The bikes on hand for the demo ranged from a Fat Stinger, a three-wheeled, fat-tire recumbent you pedal with your feet, to the hand-pedaled Fat Nuke E-Assist (electric-assisted) to the prone-position, 3-wheeled Hammerhead. The bikes cost $10,000 to $16,000 and up. According to Durso, the Kelly Brush Foundation was able to make grants for 12 e-MTBs this past year to participants around the country.

Both Durso and Brush suffered spinal cord injuries and are avid riders. “The good thing about these bikes is they are also great ways for people to get out of their chairs and get closer to nature,” says Durso. Eventually, Kingdom Trails is hoping to add a legend to their trail map designating which trails are aMTB-friendly – what Ide thinks may be the first such effort in the country. Durso hopes other trail networks he’s working with will follow suit.

Though the efforts at Kingdom Trails, Sugarbush and the Robert Frost trail are separate and funded outside of state government and they come with a hefty price tag.

Brian Austin, an engineer with the U.S. Forest Service, helped design and build the half-mile section of raised boardwalk on the Robert Frost Trail that his daughter Emma wheeled down in her electric chair at the dedication on May 3. It took three years and $650,000-plus to build the 1.2 mile trail. Pilons had to be sunk 21 feet down in the deepest parts of the wetlands to support the boardwalk, turns gauged so that wheelchair pilots could easily navigate them.

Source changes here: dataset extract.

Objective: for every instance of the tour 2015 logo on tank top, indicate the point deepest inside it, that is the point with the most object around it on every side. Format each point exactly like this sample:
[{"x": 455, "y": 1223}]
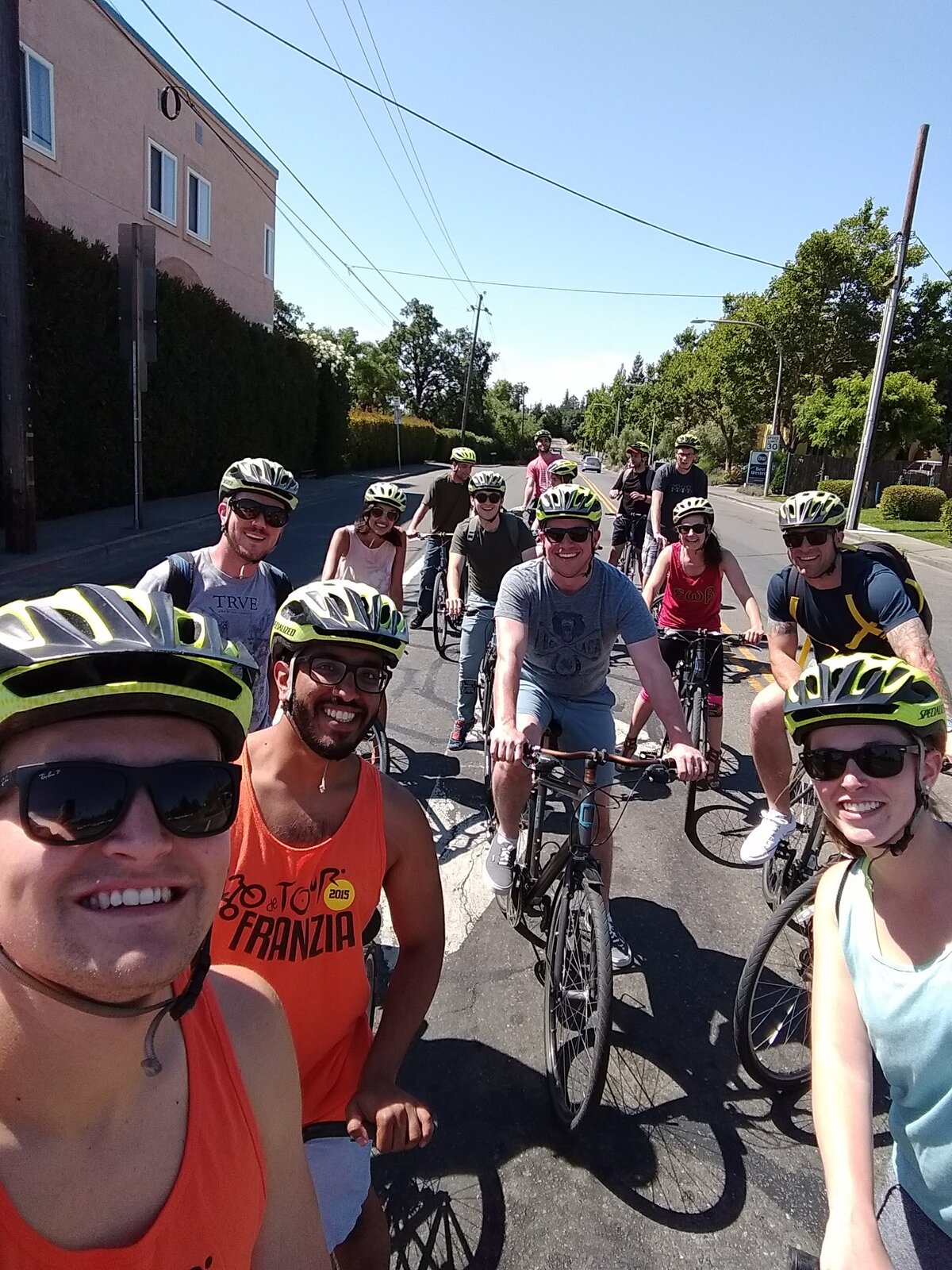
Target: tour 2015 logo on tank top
[{"x": 290, "y": 921}]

Sen. Leahy helped secure the federal funds for the project, which sits on the eastern edge of the Moosamaloo National Recreation Area.
Monica White, interim commissioner of Vermont’s Department of Disabilities, Aging and Independent Living, was at the May 3 dedication to herald the renovation of a trail that brings opportunities to a special segment of the population. “An estimated one in five Vermonters is living with at least one type of disability,” she said, “and one in 10 of us has two or more disabilities.”
White also noted that many of these trails also help older people get outdoors. “Vermont’s population is aging: It is estimated that over a quarter of our population (28 percent) will be o

ver the age of 65 by the year 2030. Accessible exercise options are a key to health aging.”